One of the best things you can do is put your goals down on paper. For some people, this may seem a little too serious but it is a very useful exercise. More than anything, it shows that you are keen to become more serious with your cycling and is a good visual reminder. When something is written down in your diary or on a plan it is much more likely to happen!
If you want to get fitter and faster, you should complement your cycle training with other body conditioning activities.
Here are some other activities you could do to help you get better:
Squats are a great exercise for cyclists to do because they increase leg strength. They are also great for improving hip mobility and posture, which are both essential for cyclists.
How to do squats correctly:
- Stand upright with your feet apart – slightly more than shoulder-width. Choose somewhere in front of you to focus on while you perform the squat. This will help you keep your balance.
- Bend your knees and hips and squat down until your upper legs are horizontal. Make sure that you keep good posture – your back should be straight.
- Return to your starting positing by extending your knees and hips.
- Split Squats
Split squats are really good for cycle training because, just like your bike, they work a single leg at a time! Splits squats are a bit like lunges but the leg at the back isn’t engaged as the core and the front leg do all of the work.
How to do split squats:
- Stand with your back foot raised and your front foot in a forward position.
- Like lunges, you need to bend your hips and knees so that your thighs are parallel with the floor. Make sure your back is straight and your eyes are forward. Return to the start position by extending your knees and hips.
- Power Bridge
Many cyclists suffer from back pain and this could be due to them having a weak back.

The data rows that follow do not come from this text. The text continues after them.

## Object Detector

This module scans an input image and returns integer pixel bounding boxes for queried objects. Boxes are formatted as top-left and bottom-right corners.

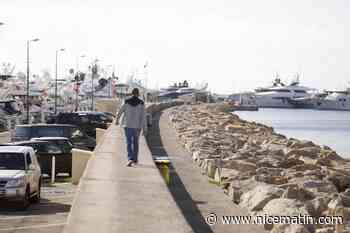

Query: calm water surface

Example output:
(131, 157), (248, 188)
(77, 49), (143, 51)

(235, 109), (350, 158)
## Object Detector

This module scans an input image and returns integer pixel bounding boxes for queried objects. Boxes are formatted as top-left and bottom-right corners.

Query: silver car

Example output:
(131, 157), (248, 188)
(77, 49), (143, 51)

(0, 146), (41, 209)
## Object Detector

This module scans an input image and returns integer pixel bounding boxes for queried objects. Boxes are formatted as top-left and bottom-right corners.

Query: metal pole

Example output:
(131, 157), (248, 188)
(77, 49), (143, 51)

(76, 56), (79, 72)
(26, 40), (30, 124)
(54, 50), (58, 114)
(91, 72), (94, 111)
(75, 55), (81, 112)
(91, 65), (95, 111)
(108, 78), (111, 98)
(51, 156), (56, 184)
(75, 74), (79, 111)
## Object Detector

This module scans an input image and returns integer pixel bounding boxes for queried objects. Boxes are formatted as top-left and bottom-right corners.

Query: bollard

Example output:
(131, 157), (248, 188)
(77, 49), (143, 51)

(41, 111), (45, 123)
(159, 164), (169, 185)
(51, 156), (56, 184)
(6, 119), (10, 130)
(154, 157), (171, 185)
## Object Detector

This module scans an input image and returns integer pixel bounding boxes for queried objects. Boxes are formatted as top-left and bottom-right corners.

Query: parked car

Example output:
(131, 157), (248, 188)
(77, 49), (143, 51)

(77, 111), (114, 123)
(12, 124), (96, 151)
(49, 112), (110, 137)
(0, 146), (41, 209)
(32, 137), (73, 176)
(2, 138), (73, 176)
(102, 112), (115, 122)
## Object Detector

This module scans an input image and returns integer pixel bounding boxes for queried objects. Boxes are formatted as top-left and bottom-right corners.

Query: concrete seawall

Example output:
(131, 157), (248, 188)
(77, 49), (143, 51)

(63, 101), (192, 233)
(0, 131), (10, 144)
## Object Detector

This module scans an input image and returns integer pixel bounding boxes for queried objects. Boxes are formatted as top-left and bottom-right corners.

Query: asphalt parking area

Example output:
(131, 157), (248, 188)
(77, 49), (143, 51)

(0, 179), (76, 233)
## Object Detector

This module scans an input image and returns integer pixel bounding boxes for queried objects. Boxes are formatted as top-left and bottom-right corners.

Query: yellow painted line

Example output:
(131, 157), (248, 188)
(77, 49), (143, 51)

(0, 222), (66, 231)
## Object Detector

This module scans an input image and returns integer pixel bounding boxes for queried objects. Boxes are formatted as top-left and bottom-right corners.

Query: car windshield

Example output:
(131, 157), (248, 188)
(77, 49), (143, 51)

(0, 153), (25, 170)
(10, 101), (20, 112)
(15, 127), (30, 137)
(41, 143), (63, 154)
(37, 127), (65, 137)
(38, 140), (72, 154)
(96, 114), (108, 121)
(56, 140), (73, 153)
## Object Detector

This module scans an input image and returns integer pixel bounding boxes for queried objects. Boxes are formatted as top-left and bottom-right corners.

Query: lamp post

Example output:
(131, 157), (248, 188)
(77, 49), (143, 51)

(76, 54), (86, 72)
(106, 65), (115, 98)
(26, 38), (40, 124)
(75, 54), (86, 111)
(91, 62), (98, 111)
(54, 48), (65, 115)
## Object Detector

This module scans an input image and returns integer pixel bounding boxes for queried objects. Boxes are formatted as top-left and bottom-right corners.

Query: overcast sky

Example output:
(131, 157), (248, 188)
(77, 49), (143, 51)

(1, 0), (349, 93)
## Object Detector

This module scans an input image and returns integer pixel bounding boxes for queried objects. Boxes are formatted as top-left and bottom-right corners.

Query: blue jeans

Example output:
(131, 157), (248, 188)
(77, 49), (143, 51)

(124, 127), (141, 162)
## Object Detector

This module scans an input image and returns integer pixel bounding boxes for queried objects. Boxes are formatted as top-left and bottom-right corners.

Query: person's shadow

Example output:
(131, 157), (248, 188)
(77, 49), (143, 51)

(146, 110), (215, 233)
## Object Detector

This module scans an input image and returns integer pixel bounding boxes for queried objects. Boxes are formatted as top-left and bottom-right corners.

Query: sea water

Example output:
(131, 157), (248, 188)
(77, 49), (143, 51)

(235, 109), (350, 158)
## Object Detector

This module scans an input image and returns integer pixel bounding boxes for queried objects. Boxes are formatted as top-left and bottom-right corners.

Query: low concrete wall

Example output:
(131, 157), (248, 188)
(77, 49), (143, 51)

(0, 131), (10, 144)
(96, 128), (107, 144)
(71, 149), (93, 185)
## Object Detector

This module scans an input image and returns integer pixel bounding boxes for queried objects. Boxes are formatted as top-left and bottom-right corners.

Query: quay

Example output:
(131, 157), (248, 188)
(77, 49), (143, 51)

(63, 101), (264, 233)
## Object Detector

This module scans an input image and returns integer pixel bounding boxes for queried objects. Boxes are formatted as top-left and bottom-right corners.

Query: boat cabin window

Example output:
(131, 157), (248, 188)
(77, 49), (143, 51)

(294, 90), (307, 93)
(274, 89), (291, 93)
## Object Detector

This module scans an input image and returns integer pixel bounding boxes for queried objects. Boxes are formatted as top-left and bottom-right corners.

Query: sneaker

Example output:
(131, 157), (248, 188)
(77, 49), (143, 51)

(126, 160), (133, 167)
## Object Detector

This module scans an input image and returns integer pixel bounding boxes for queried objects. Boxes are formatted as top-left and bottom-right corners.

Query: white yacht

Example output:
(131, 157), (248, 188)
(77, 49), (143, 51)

(317, 84), (350, 111)
(254, 75), (314, 108)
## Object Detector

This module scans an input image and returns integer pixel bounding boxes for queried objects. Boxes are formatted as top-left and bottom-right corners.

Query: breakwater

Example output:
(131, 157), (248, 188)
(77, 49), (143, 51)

(168, 103), (350, 233)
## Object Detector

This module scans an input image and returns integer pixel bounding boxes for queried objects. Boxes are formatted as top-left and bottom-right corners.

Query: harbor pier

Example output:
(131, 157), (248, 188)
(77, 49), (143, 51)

(63, 101), (264, 233)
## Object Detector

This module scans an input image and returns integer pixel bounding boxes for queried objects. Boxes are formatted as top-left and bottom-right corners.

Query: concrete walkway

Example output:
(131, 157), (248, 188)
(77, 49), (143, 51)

(146, 109), (265, 233)
(63, 125), (193, 233)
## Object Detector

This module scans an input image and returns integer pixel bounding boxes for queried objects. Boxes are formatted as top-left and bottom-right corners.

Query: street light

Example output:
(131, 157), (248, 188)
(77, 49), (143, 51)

(91, 61), (98, 111)
(76, 54), (86, 72)
(26, 38), (40, 124)
(75, 54), (86, 111)
(54, 48), (65, 114)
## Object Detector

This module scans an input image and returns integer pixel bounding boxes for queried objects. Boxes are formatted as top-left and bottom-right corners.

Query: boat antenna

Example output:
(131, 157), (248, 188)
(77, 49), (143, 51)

(296, 73), (300, 83)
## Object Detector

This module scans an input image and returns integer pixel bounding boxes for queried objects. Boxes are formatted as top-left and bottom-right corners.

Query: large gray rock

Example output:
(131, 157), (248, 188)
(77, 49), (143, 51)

(278, 158), (305, 169)
(315, 228), (335, 233)
(222, 159), (257, 172)
(286, 147), (320, 159)
(255, 174), (289, 185)
(262, 198), (310, 217)
(300, 179), (338, 194)
(256, 167), (284, 176)
(281, 185), (315, 201)
(271, 224), (312, 233)
(289, 140), (316, 149)
(306, 197), (330, 217)
(327, 171), (350, 192)
(240, 184), (283, 211)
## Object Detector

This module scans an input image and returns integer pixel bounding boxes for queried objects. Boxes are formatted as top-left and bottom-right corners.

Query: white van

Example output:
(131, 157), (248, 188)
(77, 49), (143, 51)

(0, 146), (41, 209)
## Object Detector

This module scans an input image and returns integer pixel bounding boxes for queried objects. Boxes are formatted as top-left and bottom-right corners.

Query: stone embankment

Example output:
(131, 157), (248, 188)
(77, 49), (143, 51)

(168, 103), (350, 233)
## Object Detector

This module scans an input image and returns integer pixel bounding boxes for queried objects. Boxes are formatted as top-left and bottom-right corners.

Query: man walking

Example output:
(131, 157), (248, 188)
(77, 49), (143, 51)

(116, 88), (147, 167)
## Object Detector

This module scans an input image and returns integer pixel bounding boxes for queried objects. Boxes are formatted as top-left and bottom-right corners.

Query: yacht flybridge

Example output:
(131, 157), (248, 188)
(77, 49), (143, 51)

(158, 81), (208, 100)
(317, 84), (350, 111)
(254, 74), (314, 108)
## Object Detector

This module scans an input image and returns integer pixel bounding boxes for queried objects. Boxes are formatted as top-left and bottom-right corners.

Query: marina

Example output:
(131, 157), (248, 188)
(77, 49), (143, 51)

(236, 108), (350, 158)
(2, 1), (350, 232)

The power bridge exercise stretches hip flexors. These are often stiff for cyclists. The exercise will also strengthen the links between the glutes and the lower back.
How to do a power bridge:
- Lie on the ground with your knees bent. Try to bring your heels towards your bottom as far as they will. Place your arms flat on the floor. Your palms should be on the floor.
- Squeeze glutes tightly then raise hips off the ground. Thrust your hips up while maintaining a straight line between your shoulders and your knees. Hold this position for a few seconds and then lower to the floor.
- Front Plank
To be able to hold yourself in the plank takes a lot of endurance and strength in your core, abs and back. The plank is, therefore, one of the best exercises you can do for conditioning your core. It also has the added benefit of using hamstrings and glutes, which cyclists use a lot.
How to do a front plank:
- Position yourself as if you were going to do a push up on the ground then, with your elbows bent to 90 degrees, rest your body weight on your forearms. Make sure your back is straight. Hold this position. You can increase the time you spend in this position as you get better and stronger.